Lyla felt the trembling in Ada’s hands, their frailty, and wondered why it should be that all the strength of indomitable Great Aunt Ada should be running away so fast, like water through fingers.
‘Did you not think about the boxes for prisoners? Who were they really for? They were for Lovell, Lyla . . . For all of them, but mostly for Lovell. Let us pray, Lyla, that just one of them, out of all the thousands that we sent, just one of them arrived.’
Lyla, still staring at the grass, felt her lip begin to tremble as she whispered, ‘Where is he?’
‘We don’t know . . . That is . . . it’s
most unlikely . . . There is so much disease in those camps, so much hunger.’
Lyla shook herself and lifted her face to her aunt’s. ‘I don’t care. I don’t care about anything. I don’t care. I don’t care what’s happened to him.’
73
SIXTEEN
Lyla heard the wake-up bell and rolled over, burying her face in her pillow. Then, slowly, very slowly and cautiously, she rolled back again. There’d been a papery rustling sound at her feet when she’d moved. She wiggled her feet and heard it again, felt the weight of something on the bedspread. Warily she sat up and paused, confused to see a large ribboned package and a card.
Her birthday. Today was her sixteenth birthday.
Bucket was all bushy-tailed and most intrigued by the parcel that had appeared on the bed in the night, but Lyla stretched out to pick up the card: a collaged drawing – created by many hands – of Violet and Bucket and Ada, with Dandelions embroidered in pink wool across the sky and signed inside by every Garden Hill girl that was at Furlongs. So much time and care had been lavished on the thing that tears started in Lyla’s eyes. After a while she put the card aside and fingered the parcel. With Bucket’s assistance, she undid the wrapping. Cat, for this was so thoughtful that it was surely Cat’s work, had gathered together a new school uniform, art paper that wasn’t brown, and a sock with a bell on it for Bucket.
Lyla lay back on her pillows, watching Bucket play with his sock and thinking how, having been so absent and withdrawn, she done so little to deserve such kindness.

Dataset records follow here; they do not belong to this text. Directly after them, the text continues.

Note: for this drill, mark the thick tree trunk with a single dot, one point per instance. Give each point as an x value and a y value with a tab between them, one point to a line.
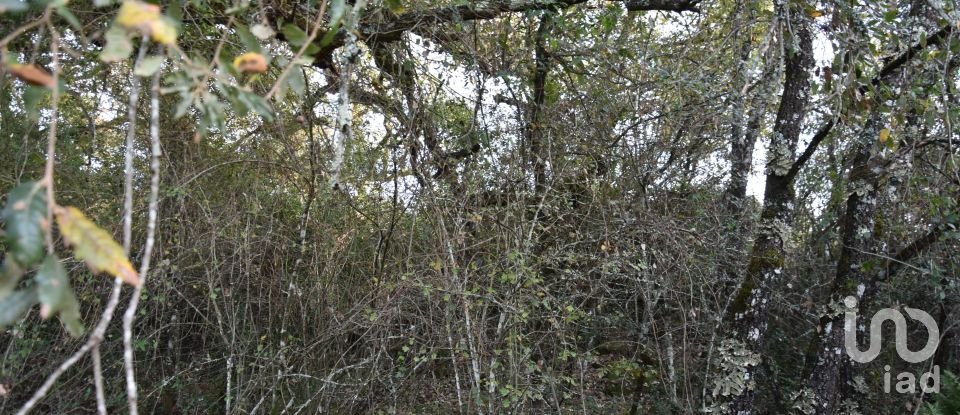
831	376
749	311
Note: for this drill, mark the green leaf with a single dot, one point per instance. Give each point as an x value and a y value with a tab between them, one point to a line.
186	102
67	15
10	274
337	9
13	307
118	45
148	66
297	37
256	103
26	221
33	96
56	295
248	39
395	6
296	81
330	35
12	6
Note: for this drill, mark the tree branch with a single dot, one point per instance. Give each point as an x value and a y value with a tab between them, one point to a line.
390	28
888	69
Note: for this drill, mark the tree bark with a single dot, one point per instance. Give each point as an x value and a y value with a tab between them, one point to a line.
749	311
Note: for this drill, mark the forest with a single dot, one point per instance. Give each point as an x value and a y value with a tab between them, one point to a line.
479	207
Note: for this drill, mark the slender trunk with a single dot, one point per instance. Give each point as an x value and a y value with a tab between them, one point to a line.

She gazed out of the window, remembering that this was the fourth birthday she had spent at Furlongs. On each of those birthdays she’d waited by Trumpet and the mail tray. A card from Mother had never come. Not once. Today she would not wait for a letter. She had been given a beautiful card and a present and she would not so much as think of anything coming from Mother.
Lyla thought back over the years she’d spent at Furlongs, remembering how a birthday letter from Father had come, sooner or later one had always come, and always she’d waved it away. But today there’d be nothing from him. Perhaps there’d never be anything from him ever again. Lyla sat up and tensed. Those letters he’d sent, where were they? What had been done with them?